Prof. Ofori explained that, the role of CSIR-FORIG towards those areas was to encourage the co-ordinated employment of scientific research for the management, utilisation and conservation of the natural resources of Ghana in the interest of development.
He noted that to be able to achieve this, it undertakes demand-driven research, build capacity and promote the application of technologies for sustainable management of forest resources for the benefit of society.
Dr. Samuel Ayensu, from the Resource Management Support Centre, indicated that Ghana had a rich stock of diverse natural resources such as forests, water bodies, minerals, plants and animals, and as a developing economy, much of the population depends on the country’s natural resources base for livelihoods.
According to him, the Ghana Living Standards Survey Round 6 (GLSS6) estimated that biodiversity products provided alternative income sources to over six million Ghanaians in the forestry and water sectors.

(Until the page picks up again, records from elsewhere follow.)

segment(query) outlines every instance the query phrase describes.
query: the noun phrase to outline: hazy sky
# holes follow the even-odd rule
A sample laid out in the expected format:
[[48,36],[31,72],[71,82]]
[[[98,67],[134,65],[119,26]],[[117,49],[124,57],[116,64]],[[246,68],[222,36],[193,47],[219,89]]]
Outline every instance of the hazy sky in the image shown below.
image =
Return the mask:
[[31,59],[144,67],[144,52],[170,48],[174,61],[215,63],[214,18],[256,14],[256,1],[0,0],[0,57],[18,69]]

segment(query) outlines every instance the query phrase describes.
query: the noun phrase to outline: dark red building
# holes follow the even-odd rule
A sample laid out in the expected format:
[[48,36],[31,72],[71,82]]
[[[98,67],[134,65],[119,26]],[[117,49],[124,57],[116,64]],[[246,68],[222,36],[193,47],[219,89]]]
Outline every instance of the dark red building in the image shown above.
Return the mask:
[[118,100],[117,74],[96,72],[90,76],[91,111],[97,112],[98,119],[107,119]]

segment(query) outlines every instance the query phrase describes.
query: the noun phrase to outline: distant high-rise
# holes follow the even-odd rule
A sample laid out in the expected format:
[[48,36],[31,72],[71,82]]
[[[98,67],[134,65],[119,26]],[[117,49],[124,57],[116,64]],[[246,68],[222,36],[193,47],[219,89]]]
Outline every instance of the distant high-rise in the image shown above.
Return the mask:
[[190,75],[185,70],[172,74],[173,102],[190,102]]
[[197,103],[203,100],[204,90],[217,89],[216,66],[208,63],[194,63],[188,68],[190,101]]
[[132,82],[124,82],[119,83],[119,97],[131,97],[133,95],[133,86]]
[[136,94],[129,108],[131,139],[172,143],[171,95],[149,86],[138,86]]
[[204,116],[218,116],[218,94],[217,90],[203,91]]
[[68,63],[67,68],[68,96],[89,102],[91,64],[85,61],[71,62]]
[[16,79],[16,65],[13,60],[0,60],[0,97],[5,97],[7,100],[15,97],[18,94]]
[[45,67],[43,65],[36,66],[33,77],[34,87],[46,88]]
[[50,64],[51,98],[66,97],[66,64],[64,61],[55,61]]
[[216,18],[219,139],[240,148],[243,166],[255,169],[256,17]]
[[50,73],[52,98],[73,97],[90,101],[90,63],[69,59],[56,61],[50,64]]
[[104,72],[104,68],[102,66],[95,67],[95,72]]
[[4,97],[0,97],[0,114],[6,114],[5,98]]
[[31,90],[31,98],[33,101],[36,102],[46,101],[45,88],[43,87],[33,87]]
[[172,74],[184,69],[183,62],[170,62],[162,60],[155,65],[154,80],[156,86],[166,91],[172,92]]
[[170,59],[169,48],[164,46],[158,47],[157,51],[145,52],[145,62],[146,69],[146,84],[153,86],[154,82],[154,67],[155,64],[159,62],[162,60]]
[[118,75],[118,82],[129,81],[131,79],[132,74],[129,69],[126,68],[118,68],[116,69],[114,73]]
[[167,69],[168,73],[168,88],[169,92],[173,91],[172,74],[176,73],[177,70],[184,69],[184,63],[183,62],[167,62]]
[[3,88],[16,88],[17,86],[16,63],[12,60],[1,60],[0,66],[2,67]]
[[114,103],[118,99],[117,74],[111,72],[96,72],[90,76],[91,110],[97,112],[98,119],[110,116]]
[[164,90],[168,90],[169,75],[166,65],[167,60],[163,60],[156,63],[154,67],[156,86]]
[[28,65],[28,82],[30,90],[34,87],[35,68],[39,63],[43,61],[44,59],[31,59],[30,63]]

He noted that forests were important sources of ecosystem goods and services across Ghana, and most of the rural population (2.5 million people) depended on the forests for their livelihood or for the provision of food, clothing, shelter, furniture, potable water and Bush meat.
According to him, despite its contribution to Ghana’s economy, the status of biodiversity is under threat as the condition of Ghana’s forests has been in decline for many years.
He stated that many forest reserves are heavily encroached and degraded and the off- reserve stocks are being rapidly depleted, saying by and large, the problem is one of gradual degradation rather than deforestation, and is incremental rather than dramatic, with no single dominant driver.
He disclosed that, in Ghana, an extensive forest estate, consisting of 1.6 million hectares of Forest reserves was gazetted in the High Forest Zone (HFZ) in the 1920s, at the time there were large areas of forests outside these gazetted forest reserves across the country.
He stressed that, over the period, significant portions of these forests have been lost or degraded and that the trend of the forest loss poses a significant threat to the livelihoods of forest fringe communities as well as ecosystem services and functionality that support Ghana’s predominantly agrarian economy.
Mr. James Amponsah, Project Manager, also expressed worry over loss of some tree species, and said five tree species have currently been identified to be under threat because of expansion of agriculture and over cultivation.
He called on the government, through Forestry Commission and Non-Governmental Organisations (NGOs) and other groups and the private sector to put pragmatic measures to save the situation in order not to lose most of the tree species especially those under threat.